五月晴れについて、「新日本大歳時記」(講談社)には「もともとは、さみだれ、すなわち梅雨の晴れ間のことをいう」「現在は陽暦五月の風さわやかな空のことをいうようになった」とある。

国語辞典をいくつか引いてみても、梅雨の晴れ間という意味と5月の晴れ渡った空という意味の両方を載せている。五月晴れは2つの意味が広く認められているようだ。

2通りの意味を持つようになった大きな理由が、明治時代に行われた改暦だ。日本では、江戸時代までは「太陰太陽暦」という月の満ち欠けと太陽の周期の両方にあわせて作った暦が使われていたが、明治維新後、西洋の列強国と同じ「太陽暦」を使う必要に迫られ、旧暦の明治5年(1872年)12月3日を新暦の明治6年1月1日とする改暦をした。そのため、5月の指す時期が約1カ月前にずれてしまったというわけだ。

日本は四季でなく「五季」?

気象情報サービスのウェザーニューズが携帯電話サイトの会員を対象に2010年に実施した「梅雨の季節感調査」(有効回答9172人)では、「梅雨は季節の一つだと思いますか」との質問に対し「すごく思う」が68%、「少し思う」が29%と、合わせて97%が梅雨を一つの季節として認識しているとの結果が出た。日本人には「梅雨」という時期が春夏秋冬のどれにも当てはまらない特別な季節として感覚的に受け止められているといえる。極端に言えば、日本の季節は四季ではなく「五季」である、といったところだろうか。

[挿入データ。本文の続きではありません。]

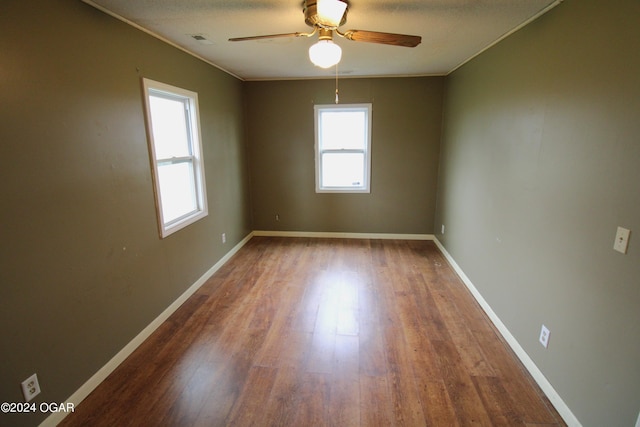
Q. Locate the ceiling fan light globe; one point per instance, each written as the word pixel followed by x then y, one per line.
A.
pixel 325 54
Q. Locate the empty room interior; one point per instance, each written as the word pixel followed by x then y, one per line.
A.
pixel 505 184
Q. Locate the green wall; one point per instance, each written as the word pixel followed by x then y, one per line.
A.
pixel 406 122
pixel 540 164
pixel 83 270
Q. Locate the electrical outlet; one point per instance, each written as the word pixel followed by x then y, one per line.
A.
pixel 544 336
pixel 30 387
pixel 622 240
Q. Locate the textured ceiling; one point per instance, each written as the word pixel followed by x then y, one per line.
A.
pixel 452 31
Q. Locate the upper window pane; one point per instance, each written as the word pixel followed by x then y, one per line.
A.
pixel 342 130
pixel 170 126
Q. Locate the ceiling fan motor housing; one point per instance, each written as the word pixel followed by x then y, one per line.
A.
pixel 311 17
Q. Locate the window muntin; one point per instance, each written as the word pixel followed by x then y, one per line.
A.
pixel 176 153
pixel 343 148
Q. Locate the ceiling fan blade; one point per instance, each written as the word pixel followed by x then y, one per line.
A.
pixel 270 36
pixel 384 38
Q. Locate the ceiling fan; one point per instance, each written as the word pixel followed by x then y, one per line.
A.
pixel 325 16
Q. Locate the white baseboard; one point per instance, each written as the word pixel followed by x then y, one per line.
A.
pixel 93 382
pixel 536 373
pixel 340 235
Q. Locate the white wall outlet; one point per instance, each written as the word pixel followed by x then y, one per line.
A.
pixel 30 387
pixel 622 240
pixel 544 336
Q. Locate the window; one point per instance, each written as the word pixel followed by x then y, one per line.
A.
pixel 173 131
pixel 343 148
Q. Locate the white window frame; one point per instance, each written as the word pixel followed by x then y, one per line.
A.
pixel 190 100
pixel 365 186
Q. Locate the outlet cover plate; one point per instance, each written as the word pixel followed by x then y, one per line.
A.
pixel 30 387
pixel 622 240
pixel 544 336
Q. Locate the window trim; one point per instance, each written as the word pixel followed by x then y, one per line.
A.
pixel 190 99
pixel 366 187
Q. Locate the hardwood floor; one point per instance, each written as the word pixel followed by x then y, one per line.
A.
pixel 313 332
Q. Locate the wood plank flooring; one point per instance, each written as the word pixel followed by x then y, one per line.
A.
pixel 323 332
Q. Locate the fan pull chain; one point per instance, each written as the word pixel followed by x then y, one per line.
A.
pixel 337 99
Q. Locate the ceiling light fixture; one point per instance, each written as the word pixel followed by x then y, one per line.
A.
pixel 325 53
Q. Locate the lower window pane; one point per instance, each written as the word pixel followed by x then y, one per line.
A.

ただ梅雨が初夏の雨期を表す言葉として一般に使われるようになったのは、実は室町時代ごろからのこと。それ以前は「長雨(ながめ)」などと言っていたようだ。しかもこれは単に長く降り続く雨という意味であって、季節を限定した言い方ではない。シーズンとしての梅雨を表すことばがなかったため、その月(5月)であるサツキとしか言いようがなかったということらしい。